When Marketing Fails in Schools

There are many ways marketing in schools can fail.

Banana skin

Marketing is one of the few business disciplines that can do as much in the future for a school as it does in the present.  Successful schools are aware that ‘planting seeds and tending to the crops’ will reap rewards down the line.  But, at the same time, those involved or leading marketing in schools can also bridge the gap of the ‘now-until-then’ and provide immediate benefit. That is when schools really win.  Too many long term activities with no short term view will cause failure.  The flip side is that if there is too much of a focus on the ‘now’, schools tend to wobble into the future with uncertainty.

So, what’s the right balance?  How do you know if you’re getting it right?

We’ve all seen it.  Sales’ driven schools like to pull marketing into what becomes frequently known as ‘sales-support’ (pupil registration or the proverbial ‘bums on seats’). With marketing attached to the hip of the sales team (admissions/registrars), they can provide great assistance with proposals, research, audio-visual presentations, and more equally riveting immediate activities.  If this becomes all consuming, then marketing becomes highly tactical however this can lead to strategic oversight on all sorts of critically important activities:  messaging, branding and positioning within the market.

Marketing that is only future-driven will lose perspective over what’s actually resonating with current forecasts. Currently independent education is going through massive peaks and troughs due to many economic uncertainties. Consequently they can miss out on critical input that can hone in on positioning and target numbers.  What’s more, and maybe more importantly, is that the admissions organisation and marketing tend to lose sight of each other.  Marketing within schools is often seen as out of touch and irrelevant to business generation (you just have to look at the relative lack of social media use in schools currently – by Heads, Governors and so forth). Those involved with marketing in this scenario are often confused because they are bringing in the leads – but sometimes many, many months too late.
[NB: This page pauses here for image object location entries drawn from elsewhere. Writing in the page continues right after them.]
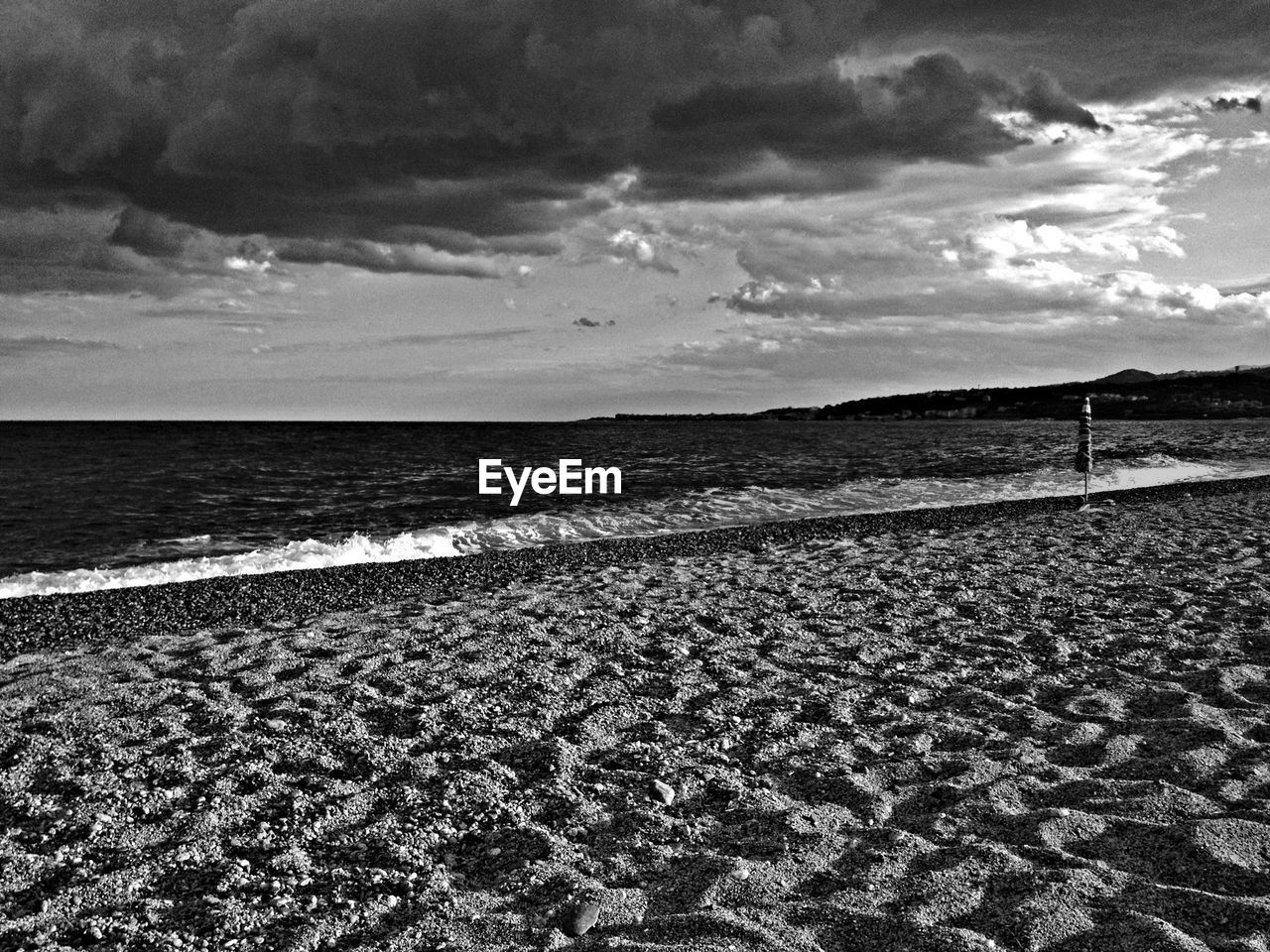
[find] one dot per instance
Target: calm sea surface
(93, 506)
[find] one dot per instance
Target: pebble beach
(1010, 726)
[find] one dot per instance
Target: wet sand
(1012, 728)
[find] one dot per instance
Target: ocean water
(91, 506)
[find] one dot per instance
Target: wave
(698, 511)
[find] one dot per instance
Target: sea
(99, 506)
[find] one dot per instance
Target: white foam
(703, 509)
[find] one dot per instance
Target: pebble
(662, 791)
(585, 915)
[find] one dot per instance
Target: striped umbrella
(1084, 447)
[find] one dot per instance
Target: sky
(539, 209)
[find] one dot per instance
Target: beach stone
(661, 792)
(584, 916)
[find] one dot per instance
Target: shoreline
(40, 622)
(1008, 728)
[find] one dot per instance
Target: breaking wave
(204, 556)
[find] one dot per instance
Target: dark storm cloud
(476, 130)
(26, 347)
(376, 257)
(1047, 102)
(1224, 104)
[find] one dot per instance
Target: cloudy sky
(549, 208)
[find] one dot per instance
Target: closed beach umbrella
(1084, 447)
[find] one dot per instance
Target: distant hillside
(1125, 395)
(1129, 394)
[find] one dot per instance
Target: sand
(1012, 728)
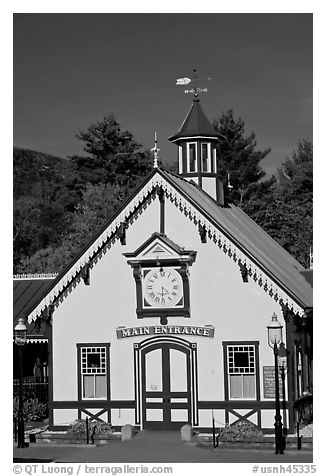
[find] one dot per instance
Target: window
(205, 158)
(93, 371)
(241, 369)
(192, 157)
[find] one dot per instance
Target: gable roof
(243, 240)
(195, 124)
(26, 292)
(254, 241)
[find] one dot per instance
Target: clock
(162, 287)
(161, 273)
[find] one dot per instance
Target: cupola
(197, 141)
Like all successful business functions, solid marketing teams put together marketing plans that specifically address both dynamics.  Their plans highlight the intended rewards and challenges.  They scope out resources and expectations.  They also identify Service Level Agreements for the business.  Nothing makes a Head happier than knowing ‘how’, ‘when’ and at ‘what speed’ they can rely on marketing.  Nothing makes a marketing team member happier knowing that they can do their “day job” and not be expected to drop everything on a penny to support pupil recruitment on an impulsive notion.
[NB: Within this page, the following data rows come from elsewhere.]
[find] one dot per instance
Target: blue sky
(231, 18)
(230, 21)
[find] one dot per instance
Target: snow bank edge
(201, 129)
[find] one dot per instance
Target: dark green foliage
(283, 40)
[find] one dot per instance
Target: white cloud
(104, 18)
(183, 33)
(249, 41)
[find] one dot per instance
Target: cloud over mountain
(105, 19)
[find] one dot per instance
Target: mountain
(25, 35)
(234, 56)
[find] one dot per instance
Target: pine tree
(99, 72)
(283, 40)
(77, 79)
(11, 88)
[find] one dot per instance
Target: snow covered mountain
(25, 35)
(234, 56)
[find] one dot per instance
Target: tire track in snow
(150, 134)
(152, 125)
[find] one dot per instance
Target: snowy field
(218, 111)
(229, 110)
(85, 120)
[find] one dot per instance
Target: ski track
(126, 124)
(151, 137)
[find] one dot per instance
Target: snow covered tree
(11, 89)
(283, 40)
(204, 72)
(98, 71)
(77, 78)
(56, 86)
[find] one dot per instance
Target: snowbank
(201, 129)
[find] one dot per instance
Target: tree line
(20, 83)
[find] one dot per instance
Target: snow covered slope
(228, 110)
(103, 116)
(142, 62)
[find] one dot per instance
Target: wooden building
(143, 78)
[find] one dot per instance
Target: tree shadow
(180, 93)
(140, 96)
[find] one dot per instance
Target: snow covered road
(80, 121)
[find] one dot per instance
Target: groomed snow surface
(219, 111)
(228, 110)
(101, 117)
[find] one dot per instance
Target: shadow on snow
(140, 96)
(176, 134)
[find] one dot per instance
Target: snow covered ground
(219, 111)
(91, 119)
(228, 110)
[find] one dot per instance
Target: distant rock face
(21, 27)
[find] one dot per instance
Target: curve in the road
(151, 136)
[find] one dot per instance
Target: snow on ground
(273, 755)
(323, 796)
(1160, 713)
Marketing is a balancing act.  It takes strong leadership that can see the need to invest in marketing when times are hard (the last thing you do is ‘cut back’ when your chips are down…); rally the troops and enthuse when required; say “no” when needed; and have real courage of conviction.

The long term view of what marketing does for a school requires some internal fortitude to know that any bets placed will become realised.  The short view of marketing requires crystal clear expectations and the strength to pull away, or add more, at the right time.  Marketing departments fail when any one of these is not accomplished.  They also fail when the balance is not effectively achieved.

I have failed.  And, that’s the last thing.  Those successfully involved in marketing (and other disciplines associated with schools) have failed as often as they have succeeded.  I have learned to embrace my failures; learn from them, review and go forward armed with that experience to hopefully avoid further pitfalls where possible. Have you?